Les éléments concrets de la vie constituent donc le matériau de base à
partir duquel la poésie en général, et les berceuses en particulier,
ont pris forme dans la tradition orale vietnamienne.
Notes :
[1]. Nguyễn Hữu Thu,
Mẹ hát ru con
(La mère berce son enfant), Éd. des femmes, Hà Nội , 1987, p. 28.
[2]. Ibid. p. 78.
[3]. Ibid. p. 79.
[4]. Mot à mot il aurait fallu traduire par "oncle souris" (
chú chuột),
oncle au sens de frère cadet du père.
[5]. Nguyễn Hữu Thu,
op. cit. p. 99.
[6]. Vũ Ngọc Phan,
Tục ngữ, ca dao, dân ca Việt Nam
(Dictons, chansons populaires et folklore du Việt Nam), Hà Nội, 1987, p. 229.
[7]. Nguyễn Hữu Thu,
op. cit. p. 63.
[8]. Vũ Ngọc Phan,
op. cit. p. 706.
[9]. Il s'agit de chercher des poissons non attrapés,
de les "glaner" après une pêche dans une mare de quelqu'un, qui pour pêcher a vidé sa mare.
[10]. Nguyễn Hữu Thu,
op. cit. p. 44.
[11]. Ibid. p. 66.
[12]. Ibid. p. 69.
[13]. Ibid. p. 86.
[14]. Ibid. p. 41.
[15]. Ibid.
[16]. Vũ Ngọc Phan,
op. cit. p. 708.
[17]. Ibid.
[18]. Nguyễn Hữu Thu,
op. cit. p. 85.
[19]. Les feuilles d'arequier entreront
dans la composition des chiques de bétel que l'on apporte en venant faire sa demande en mariage.

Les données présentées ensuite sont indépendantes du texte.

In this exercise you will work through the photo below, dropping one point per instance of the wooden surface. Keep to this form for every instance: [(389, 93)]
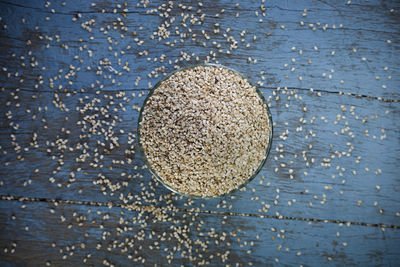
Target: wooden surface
[(75, 192)]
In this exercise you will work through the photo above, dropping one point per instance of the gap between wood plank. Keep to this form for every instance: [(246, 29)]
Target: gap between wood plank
[(268, 88), (149, 208)]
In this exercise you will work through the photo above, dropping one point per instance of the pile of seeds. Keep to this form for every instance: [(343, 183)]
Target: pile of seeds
[(205, 131)]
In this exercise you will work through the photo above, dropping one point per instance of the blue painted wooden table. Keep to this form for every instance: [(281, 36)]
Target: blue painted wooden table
[(74, 191)]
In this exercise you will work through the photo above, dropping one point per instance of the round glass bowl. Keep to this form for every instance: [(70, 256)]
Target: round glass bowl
[(143, 154)]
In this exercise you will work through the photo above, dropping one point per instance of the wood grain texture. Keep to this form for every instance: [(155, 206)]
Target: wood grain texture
[(335, 150), (291, 242), (341, 193)]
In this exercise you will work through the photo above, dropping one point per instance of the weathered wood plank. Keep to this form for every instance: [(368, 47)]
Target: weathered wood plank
[(345, 190), (78, 231), (372, 23)]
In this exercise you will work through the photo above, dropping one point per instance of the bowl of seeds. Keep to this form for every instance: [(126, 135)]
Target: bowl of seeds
[(204, 131)]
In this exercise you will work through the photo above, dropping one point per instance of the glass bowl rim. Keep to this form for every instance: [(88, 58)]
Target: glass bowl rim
[(143, 154)]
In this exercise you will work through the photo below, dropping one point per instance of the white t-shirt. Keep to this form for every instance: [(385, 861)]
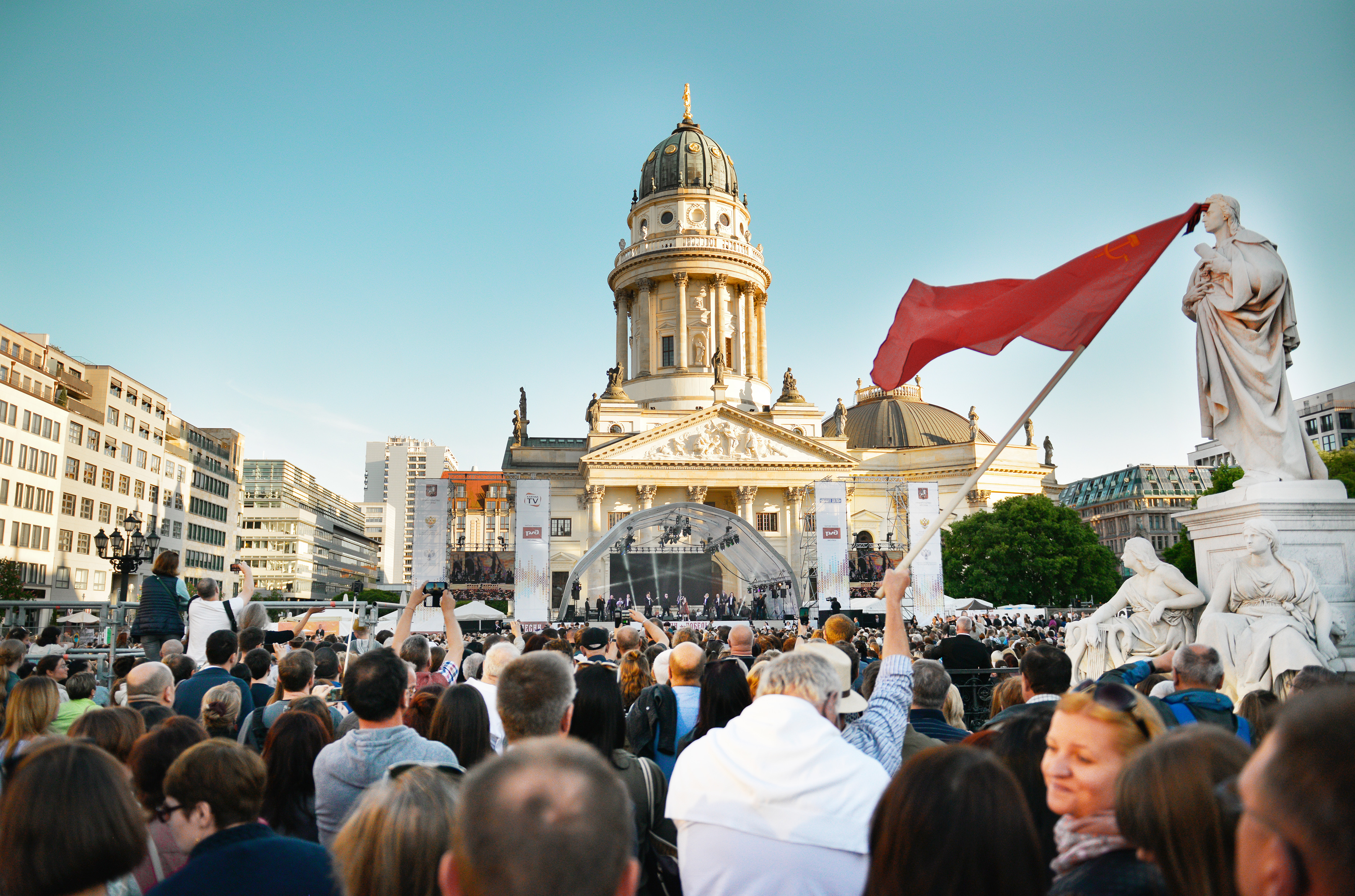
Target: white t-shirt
[(207, 618)]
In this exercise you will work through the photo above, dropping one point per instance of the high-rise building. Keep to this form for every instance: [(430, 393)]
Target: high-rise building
[(392, 467), (300, 538)]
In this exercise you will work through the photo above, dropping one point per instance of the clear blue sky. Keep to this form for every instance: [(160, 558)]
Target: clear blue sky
[(330, 222)]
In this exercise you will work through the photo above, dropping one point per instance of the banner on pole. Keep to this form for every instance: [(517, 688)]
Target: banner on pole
[(532, 560), (929, 595), (834, 539), (430, 542)]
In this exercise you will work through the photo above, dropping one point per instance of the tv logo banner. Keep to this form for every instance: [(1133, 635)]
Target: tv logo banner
[(430, 542), (532, 562), (923, 508), (831, 519)]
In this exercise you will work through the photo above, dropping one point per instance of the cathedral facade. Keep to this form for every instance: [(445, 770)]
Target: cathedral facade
[(693, 409)]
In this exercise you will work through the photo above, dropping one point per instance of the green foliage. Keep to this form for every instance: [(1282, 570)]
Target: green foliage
[(1028, 550), (1182, 555), (1340, 465), (11, 586)]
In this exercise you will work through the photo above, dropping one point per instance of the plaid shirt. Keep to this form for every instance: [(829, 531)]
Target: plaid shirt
[(880, 731)]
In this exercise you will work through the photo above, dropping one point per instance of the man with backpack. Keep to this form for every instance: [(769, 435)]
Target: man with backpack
[(208, 612), (297, 676)]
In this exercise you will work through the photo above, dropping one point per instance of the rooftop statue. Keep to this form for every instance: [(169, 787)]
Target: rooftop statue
[(1243, 304)]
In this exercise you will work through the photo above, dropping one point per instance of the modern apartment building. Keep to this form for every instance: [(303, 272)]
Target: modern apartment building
[(1328, 420), (389, 476), (122, 453), (300, 538), (1136, 503)]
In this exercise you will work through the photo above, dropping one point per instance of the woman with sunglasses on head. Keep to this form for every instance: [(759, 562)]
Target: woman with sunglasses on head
[(1168, 804), (1095, 731), (215, 794)]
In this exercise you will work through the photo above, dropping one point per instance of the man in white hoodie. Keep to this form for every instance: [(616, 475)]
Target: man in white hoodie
[(782, 783)]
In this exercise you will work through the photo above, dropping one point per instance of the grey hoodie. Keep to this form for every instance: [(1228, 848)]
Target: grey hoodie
[(347, 766)]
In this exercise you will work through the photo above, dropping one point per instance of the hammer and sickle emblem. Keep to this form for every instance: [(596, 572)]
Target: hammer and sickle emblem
[(1131, 242)]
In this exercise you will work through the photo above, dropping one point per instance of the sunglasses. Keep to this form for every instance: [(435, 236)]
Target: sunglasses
[(1116, 696), (451, 769)]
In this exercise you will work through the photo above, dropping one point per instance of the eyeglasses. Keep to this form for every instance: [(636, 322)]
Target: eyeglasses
[(451, 769), (1118, 698), (1231, 800), (164, 813)]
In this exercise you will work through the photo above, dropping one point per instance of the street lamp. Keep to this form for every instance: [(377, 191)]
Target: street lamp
[(140, 549)]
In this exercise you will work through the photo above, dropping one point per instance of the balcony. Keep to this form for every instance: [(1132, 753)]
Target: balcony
[(75, 385)]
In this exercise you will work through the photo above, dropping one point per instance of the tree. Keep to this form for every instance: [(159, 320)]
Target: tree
[(1028, 550)]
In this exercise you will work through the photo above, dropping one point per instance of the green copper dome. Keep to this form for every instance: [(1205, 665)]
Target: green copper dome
[(688, 159)]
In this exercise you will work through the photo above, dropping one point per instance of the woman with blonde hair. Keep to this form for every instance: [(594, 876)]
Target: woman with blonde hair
[(29, 715), (220, 708), (1095, 731), (397, 836)]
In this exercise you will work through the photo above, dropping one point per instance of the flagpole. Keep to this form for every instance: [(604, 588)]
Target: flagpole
[(914, 550)]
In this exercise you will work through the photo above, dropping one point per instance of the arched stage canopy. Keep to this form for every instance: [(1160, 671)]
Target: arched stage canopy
[(753, 560)]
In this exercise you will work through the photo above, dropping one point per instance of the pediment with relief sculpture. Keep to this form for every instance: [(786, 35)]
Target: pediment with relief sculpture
[(719, 435)]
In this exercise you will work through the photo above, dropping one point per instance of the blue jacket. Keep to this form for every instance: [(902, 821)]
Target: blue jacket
[(162, 608), (250, 859), (187, 696)]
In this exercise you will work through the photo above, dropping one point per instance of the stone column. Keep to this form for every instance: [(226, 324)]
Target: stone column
[(681, 339), (646, 347), (761, 304), (746, 501), (746, 310), (623, 306), (717, 324)]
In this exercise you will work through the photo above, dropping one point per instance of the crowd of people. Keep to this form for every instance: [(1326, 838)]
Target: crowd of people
[(649, 758)]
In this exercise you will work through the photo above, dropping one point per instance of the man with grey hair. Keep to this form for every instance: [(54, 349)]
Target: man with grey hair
[(536, 696), (931, 684), (1198, 673), (779, 783), (492, 665)]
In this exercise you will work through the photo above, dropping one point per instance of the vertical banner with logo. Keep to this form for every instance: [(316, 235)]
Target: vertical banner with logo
[(532, 561), (831, 519), (430, 542), (925, 507)]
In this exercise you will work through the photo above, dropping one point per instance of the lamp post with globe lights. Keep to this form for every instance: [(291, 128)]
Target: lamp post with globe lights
[(128, 554)]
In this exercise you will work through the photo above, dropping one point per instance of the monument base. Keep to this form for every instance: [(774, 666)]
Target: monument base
[(1316, 524)]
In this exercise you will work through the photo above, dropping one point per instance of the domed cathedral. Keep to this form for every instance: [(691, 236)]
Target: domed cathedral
[(691, 287), (691, 411)]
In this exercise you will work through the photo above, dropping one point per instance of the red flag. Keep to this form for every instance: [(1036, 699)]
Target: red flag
[(1063, 309)]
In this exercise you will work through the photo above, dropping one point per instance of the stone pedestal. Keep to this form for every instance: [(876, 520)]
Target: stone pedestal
[(1316, 524)]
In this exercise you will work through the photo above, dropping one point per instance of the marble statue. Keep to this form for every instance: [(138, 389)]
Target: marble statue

[20]. La monnaie vietnamienne.
[21]. Nguyễn Hữu Thu,
op. cit. p. 88.
[22]. Autrefois les Vietnamiens enfilaient
des pièces de monnaie sur un cordon. La ligature est une unité de 600
đồng , qui vaut 10
tiền.
[23]. Nguyễn Hữu Thu,
op. cit
[24]. Volupté : le texte original dit :
"Chique de phénix mâle et de phénix femelle", ce qui symbolyse le bonheur du couple.
D'autre part, les chiques de bétel préparés ainsi en forme de phénix appartiennent de façon
caractéristique à la tradition
quan họ.
[25]. Nguyễn Hữu Thu,
op. cit. p. 93.
[26]. Voir Nguyễn Văn Ký,
La société vietnamienne
face à la modernité, Paris, L'Harmattan, 1995, § 8.